Sometimes when you are making Acceptance Tests or Behavior Tests for the outer end of a library or application you need to run tests against a built instance of your app. These tests usually simulate what an end user would do, so it is expected that the tests run with a “real” instance of the running product.

This type of testing can be accompanied with a coverage report. Coverage tools analyze which parts of the code get executed when you run your tests and create a report at the end of the test runs. But how do you get coverage reports for a long running process like a Flask app ?

By using the coverage package with its programatic API we can start listening for coverage when the Flask app runs and then produce the report when it stops. In this post I show the key elements needed to run the Flask app with coverage reports and then save them on process exit after all tests have finished.

Create the application with coverage

The app initialization is simple, we just use an app extension that starts the coverage service and then saves it in a defined location at exit.

from flask import Flask
from coverage_extension import Coverage
app = Flask(__name__)
if os.getenv("EXAMPLES_TESTING"):
    Coverage(app)

The Coverage class follows the regular Flask extensions convention. We use atexit to trigger a coverage.save() method when the process exits. We finally generate an xml report on a predefined location.

import atexit


class Coverage(object):
    def __init__(self, app=None):
        self.app = app
        if app is not None:
            self.init_app(app)

    def init_app(self, app):
        import coverage

        app.logger.info("Using Coverage Extension")
        app.coverage = coverage.Coverage(
            data_file="/coverage-output/.coverage", source=["src/"]
        )
        app.coverage.start()
        atexit.register(self.save_coverage)

    def save_coverage(self, *args, **kwargs):
        self.app.logger.info("Saving Coverage Reports")
        self.app.coverage.stop()
        self.app.coverage.save()
        self.app.coverage.xml_report(outfile="/coverage-output/coverage.xml")

So as long as our application is running, a coverage file will be generating at /coverage-output/.coverage. Every request will be included in the coverage report so after starting this server we can start making request from our tests and then, when we are ready, stop the app and the generated report will be at the location.

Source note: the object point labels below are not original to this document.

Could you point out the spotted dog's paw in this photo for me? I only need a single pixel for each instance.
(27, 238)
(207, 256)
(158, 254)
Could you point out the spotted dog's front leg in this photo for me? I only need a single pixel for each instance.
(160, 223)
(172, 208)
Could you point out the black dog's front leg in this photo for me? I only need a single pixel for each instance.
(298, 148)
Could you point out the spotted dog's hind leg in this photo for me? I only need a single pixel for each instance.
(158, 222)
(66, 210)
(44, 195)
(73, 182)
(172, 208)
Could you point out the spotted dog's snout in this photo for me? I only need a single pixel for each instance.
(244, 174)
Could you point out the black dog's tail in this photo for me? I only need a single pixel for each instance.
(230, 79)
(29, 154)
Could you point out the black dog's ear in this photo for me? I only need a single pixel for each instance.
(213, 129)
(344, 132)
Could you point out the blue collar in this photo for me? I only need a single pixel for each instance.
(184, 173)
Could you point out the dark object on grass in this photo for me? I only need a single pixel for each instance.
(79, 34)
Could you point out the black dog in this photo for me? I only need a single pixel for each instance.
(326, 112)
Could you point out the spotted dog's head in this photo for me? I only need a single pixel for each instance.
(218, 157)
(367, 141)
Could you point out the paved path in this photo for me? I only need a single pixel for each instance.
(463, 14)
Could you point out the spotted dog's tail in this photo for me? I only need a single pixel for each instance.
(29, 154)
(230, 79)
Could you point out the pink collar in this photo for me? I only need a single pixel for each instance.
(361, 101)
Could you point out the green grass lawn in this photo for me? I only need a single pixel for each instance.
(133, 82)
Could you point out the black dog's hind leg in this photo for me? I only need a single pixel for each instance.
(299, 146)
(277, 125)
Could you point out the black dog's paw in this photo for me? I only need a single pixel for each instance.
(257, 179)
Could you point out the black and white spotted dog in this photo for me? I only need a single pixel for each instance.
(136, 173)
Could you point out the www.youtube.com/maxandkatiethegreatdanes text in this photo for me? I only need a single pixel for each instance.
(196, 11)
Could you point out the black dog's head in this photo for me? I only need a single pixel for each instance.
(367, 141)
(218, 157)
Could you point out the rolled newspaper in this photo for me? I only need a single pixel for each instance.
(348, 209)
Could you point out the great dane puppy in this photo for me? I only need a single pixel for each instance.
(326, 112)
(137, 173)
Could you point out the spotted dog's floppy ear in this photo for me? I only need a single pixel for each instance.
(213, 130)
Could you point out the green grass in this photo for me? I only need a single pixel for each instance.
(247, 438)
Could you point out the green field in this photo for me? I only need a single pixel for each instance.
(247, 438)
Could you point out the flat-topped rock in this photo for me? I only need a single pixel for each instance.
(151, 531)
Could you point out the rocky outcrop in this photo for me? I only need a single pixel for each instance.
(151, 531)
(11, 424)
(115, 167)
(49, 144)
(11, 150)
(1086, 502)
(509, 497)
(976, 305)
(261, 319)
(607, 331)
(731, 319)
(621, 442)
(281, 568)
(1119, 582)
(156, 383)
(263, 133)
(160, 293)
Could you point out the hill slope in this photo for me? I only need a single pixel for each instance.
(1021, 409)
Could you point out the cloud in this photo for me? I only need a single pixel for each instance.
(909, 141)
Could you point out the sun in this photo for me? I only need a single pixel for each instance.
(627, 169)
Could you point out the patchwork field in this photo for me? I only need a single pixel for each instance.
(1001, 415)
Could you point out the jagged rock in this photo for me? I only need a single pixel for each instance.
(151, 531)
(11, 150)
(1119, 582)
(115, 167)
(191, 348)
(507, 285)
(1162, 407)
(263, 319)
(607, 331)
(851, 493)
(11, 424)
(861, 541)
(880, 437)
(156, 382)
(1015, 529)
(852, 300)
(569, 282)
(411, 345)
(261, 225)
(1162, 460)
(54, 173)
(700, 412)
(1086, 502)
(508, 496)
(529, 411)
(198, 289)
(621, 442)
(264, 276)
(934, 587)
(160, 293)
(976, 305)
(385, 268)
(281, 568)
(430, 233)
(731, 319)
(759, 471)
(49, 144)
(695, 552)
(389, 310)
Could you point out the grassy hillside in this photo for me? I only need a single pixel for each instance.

Remember that the location you choose needs to be mounted later when you run the app inside a container

The CI/CD process

For this particular example I ran the tests from within a separate container, with the aplication running in a container exactly like a production build, but with the coverage reports activated (coverage doesn’t run on the production build, for obvious reasons).

cicd.png

I’m not going to go into the details of the content of the containers or the workflow code. The important thing here is that we need to exit the app process adequately, that is, when we are sure that all tests are finished. In my case I run a killall gunicorn command from within the flask app container, since I’m running it with gunicorn in the entrypoint it will stop the container as well and trigger the atexit method we defined before.

Conclusion

By using the coverage package’s programatic API, we can make coverage reports for a long running process like a Flask application. We start the coverage process at the time we initialize our Flask app and then every operation will be logged in the final report. This is useful to perform multiple types of tests, it could be for Acceptance tests, functional tests, etc. I think a very interesting use case for this could be for usability testing, where you deploy a version of your app that analyzes coverage from real user usage, or even use it for telemetry and track usability as well, as you can analyze which modules get or don’t get accessed by your users.